We will probably IPO Starlink, but only several years in the future when revenue growth is smooth & predictable. Public market does *not* like erratic cash flow haha. I’m a huge fan of small retail investors. Will make sure they get top priority. You can hold me to it.
— Elon Musk (@elonmusk) September 28, 2020
This isn’t the first we’ve heard of a potential Starlink IPO. Back in February, Bloomberg quoted SpaceX operations chief Gwynne Shotwell saying: “Right now, we are a private company, but Starlink is the right kind of business that we can go ahead and take public. That particular piece is an element of the business that we are likely to spin out and go public.”
Through Starlink, Musk is pushing to turn beaming broadband from space into a lucrative business. By 2025, Musk aims to have sent roughly 12,000 satellites into low-orbit (over six times the satellites currently orbiting Earth).
So far, SpaceX has successfully launched 700 Starlink satellites; that’s more than the minimum required for basic operations, and reportedly close to what’s needed to begin rolling out the service.
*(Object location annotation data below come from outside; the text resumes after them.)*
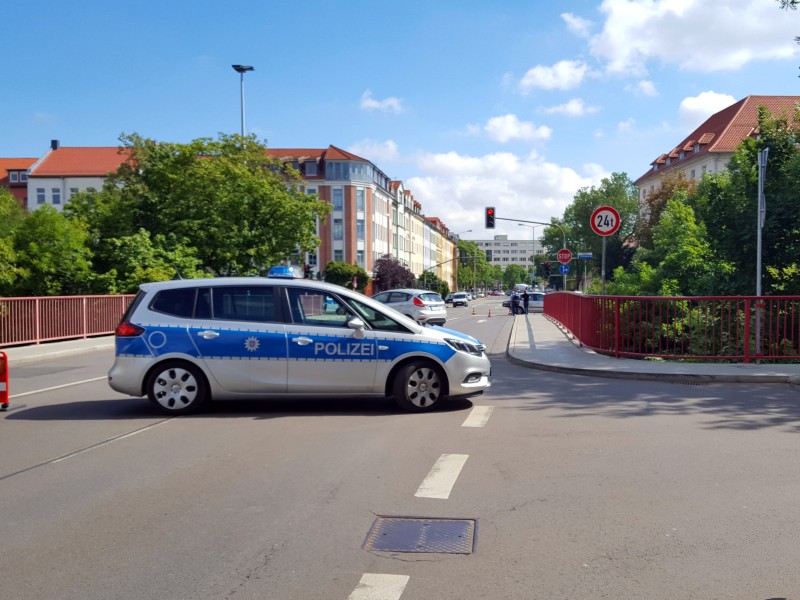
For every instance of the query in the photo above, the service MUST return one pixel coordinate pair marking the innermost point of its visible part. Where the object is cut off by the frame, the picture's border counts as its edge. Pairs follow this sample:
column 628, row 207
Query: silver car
column 182, row 343
column 421, row 305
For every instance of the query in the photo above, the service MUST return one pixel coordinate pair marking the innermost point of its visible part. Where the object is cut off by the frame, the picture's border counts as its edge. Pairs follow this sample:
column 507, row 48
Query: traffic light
column 490, row 217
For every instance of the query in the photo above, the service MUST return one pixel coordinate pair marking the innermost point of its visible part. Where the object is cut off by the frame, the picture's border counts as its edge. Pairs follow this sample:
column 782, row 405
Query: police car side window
column 244, row 303
column 316, row 307
column 177, row 302
column 376, row 319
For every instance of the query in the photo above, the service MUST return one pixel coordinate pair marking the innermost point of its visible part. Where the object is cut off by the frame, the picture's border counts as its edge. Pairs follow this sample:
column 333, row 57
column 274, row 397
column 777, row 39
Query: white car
column 421, row 305
column 184, row 342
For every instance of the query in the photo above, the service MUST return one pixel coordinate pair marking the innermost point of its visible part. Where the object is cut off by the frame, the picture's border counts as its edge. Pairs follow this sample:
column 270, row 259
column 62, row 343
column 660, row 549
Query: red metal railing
column 718, row 328
column 36, row 320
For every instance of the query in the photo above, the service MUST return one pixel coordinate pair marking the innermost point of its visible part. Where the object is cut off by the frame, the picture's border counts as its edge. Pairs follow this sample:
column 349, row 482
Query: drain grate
column 404, row 534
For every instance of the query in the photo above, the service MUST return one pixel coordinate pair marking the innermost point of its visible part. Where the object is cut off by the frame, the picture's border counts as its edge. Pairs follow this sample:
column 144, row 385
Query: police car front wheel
column 177, row 388
column 418, row 386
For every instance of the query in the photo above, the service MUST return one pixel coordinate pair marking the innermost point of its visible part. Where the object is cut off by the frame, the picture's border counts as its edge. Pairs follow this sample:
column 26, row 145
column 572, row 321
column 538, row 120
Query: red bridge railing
column 714, row 328
column 44, row 319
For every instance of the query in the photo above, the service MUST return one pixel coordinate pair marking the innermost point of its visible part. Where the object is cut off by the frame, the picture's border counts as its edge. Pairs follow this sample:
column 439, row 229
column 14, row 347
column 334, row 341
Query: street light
column 533, row 245
column 242, row 69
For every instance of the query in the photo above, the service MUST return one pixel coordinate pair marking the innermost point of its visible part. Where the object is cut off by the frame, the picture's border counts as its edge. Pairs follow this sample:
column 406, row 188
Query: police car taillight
column 128, row 330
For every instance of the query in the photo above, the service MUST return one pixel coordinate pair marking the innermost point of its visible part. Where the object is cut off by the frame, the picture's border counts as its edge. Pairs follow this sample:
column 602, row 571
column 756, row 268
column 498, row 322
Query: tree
column 342, row 273
column 239, row 209
column 52, row 255
column 390, row 274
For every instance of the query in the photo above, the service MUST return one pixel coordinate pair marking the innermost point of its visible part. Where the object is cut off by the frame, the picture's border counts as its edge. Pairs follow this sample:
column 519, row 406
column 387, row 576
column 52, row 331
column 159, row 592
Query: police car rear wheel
column 177, row 388
column 418, row 386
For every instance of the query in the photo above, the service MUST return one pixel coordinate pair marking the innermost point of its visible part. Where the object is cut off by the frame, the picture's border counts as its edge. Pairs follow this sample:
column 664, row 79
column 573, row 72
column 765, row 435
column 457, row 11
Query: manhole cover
column 403, row 534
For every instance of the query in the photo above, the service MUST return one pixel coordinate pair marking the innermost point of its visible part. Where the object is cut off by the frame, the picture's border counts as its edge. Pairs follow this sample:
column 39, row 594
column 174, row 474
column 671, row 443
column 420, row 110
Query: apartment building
column 710, row 147
column 372, row 215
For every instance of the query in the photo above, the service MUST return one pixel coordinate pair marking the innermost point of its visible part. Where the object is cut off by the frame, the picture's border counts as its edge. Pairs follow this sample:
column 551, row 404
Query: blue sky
column 513, row 104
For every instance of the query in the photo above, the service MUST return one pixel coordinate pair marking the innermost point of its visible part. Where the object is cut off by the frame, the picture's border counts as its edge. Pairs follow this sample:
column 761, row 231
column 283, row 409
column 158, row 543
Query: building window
column 338, row 199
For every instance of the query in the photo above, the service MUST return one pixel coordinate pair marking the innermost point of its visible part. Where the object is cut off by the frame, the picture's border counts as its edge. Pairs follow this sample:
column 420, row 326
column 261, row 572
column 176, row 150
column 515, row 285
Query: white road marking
column 375, row 586
column 442, row 477
column 478, row 417
column 57, row 387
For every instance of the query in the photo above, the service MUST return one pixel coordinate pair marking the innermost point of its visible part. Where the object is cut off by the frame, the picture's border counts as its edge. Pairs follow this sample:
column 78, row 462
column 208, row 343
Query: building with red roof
column 710, row 147
column 65, row 171
column 14, row 177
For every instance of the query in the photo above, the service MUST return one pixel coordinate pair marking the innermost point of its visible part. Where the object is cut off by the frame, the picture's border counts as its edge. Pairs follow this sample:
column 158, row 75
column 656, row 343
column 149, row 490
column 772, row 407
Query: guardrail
column 701, row 328
column 45, row 319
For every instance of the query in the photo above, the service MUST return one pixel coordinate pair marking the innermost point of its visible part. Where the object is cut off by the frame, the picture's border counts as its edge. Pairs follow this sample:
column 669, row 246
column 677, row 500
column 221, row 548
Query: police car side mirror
column 358, row 325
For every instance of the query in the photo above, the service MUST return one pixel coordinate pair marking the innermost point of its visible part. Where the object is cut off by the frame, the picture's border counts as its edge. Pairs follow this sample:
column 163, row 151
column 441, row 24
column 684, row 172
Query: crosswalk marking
column 442, row 477
column 376, row 586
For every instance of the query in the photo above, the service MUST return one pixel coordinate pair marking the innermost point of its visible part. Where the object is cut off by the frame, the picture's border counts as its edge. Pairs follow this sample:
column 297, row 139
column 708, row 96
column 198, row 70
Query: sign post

Musk battles Bezos, Queen in the internet-from-space race
For what it’s worth, Musk faces competition in the internet-from-space race. Amazon’s Jeff Bezos is funnelling $10 billion into a similar venture, Project Kuiper, having secured approval from the FCC to launch its own constellation of 3,236 internet satellites. So far, it hasn’t launched any.
There’s also the Queen. In June, the UK government paid $500 million for a 45% stake in OneWeb, the London-headquartered internet-from-space firm that declared bankruptcy in March.
At the time, UK business secretary Alok Sharma confirmed the Crown’s interest in bringing OneWeb’s manufacturing infrastructure to Britain, reviving the project.
OneWeb initially raised more than $3 billion, but ran out of money before it could offer a commercial product. There’s currently 74 of the 649 planned OneWeb satellites in low-orbit.
However, the deal looks to be in jeopardy after a UK parliamentary committee reportedly argued the purchase had pushed through without regulatory oversight, and noted it would be looking into the matter.